ML Jobs in Data Clean Rooms¶

Overview¶

ML Jobs enables collaborators to run complex, resource-intensive machine learning workflows within Collaboration Data Clean Rooms. Instead of running Python code as UDFs or stored procedures on a standard warehouse, ML Jobs runs full ML workloads in an isolated container environment. This enables collaborators across advertising, retail media, and measurement to train models on combined data without exposing raw user-level data to any party.

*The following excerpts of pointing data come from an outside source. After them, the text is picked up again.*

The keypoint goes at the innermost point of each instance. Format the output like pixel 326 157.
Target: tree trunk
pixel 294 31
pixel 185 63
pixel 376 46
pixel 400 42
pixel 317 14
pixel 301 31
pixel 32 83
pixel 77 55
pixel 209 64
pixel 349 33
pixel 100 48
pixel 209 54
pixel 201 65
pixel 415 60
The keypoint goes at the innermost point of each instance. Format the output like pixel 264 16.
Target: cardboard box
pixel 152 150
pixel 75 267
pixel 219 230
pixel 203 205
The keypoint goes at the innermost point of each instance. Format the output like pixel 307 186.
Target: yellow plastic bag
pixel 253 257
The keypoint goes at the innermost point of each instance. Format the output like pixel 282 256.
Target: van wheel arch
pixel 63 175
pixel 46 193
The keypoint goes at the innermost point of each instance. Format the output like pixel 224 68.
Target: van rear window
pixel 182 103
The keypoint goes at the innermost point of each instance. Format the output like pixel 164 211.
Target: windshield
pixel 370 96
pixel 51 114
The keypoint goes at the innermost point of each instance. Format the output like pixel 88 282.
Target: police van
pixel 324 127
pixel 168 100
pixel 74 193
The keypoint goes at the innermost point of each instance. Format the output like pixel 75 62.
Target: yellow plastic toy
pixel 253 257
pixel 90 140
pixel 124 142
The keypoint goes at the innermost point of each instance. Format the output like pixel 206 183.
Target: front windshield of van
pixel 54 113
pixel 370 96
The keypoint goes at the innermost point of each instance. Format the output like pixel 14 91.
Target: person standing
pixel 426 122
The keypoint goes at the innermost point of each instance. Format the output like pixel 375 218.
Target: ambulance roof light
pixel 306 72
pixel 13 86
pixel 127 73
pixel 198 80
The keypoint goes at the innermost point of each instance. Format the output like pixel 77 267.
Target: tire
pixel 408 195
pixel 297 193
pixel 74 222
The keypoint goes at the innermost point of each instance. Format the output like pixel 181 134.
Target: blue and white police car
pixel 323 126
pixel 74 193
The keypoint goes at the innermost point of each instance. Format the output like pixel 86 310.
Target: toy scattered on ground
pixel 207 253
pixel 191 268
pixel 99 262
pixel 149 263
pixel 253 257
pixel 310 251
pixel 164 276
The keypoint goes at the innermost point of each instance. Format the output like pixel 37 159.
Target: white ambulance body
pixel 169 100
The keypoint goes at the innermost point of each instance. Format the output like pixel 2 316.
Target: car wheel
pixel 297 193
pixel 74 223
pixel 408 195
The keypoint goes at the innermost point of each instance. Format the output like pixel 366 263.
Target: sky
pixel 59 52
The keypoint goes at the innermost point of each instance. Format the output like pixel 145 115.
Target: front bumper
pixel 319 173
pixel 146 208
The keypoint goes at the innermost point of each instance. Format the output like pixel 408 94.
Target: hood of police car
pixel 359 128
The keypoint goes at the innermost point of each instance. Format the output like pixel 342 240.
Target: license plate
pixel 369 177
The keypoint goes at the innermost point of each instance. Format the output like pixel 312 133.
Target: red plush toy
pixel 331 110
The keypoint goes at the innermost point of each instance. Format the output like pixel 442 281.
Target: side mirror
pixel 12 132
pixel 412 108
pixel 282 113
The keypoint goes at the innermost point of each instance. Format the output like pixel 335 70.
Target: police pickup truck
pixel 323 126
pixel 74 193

ML Jobs extends the existing collaboration specification and template submission workflow. Template providers stage artifacts and register ML Jobs code specs, then submit templates for approval. Analysis runners review and approve the templates, then run ML Jobs on their own compute pool.

Benefits¶

Simplified development: Stage Python scripts and specify pip dependencies. No need to build or manage Docker images.
Distributed training: Run workloads across multiple nodes with GPU support for accelerated training and inference. Snowflake distributed trainers for XGBoost, LightGBM, and PyTorch scale automatically across compute pool nodes.
Hyperparameter optimization: Use the built-in HPO API (snowflake.ml.modeling.tune) for Bayesian optimization, random search, and grid search. Run parallel trials with no additional dependencies.
Multi-file projects: Stage entire project directories with multiple modules, libraries, and model artifacts.
Flexible compute: Select the compute pool size and instance family to match the workload.
Job monitoring: Track progress through container logs, status checks, and result retrieval.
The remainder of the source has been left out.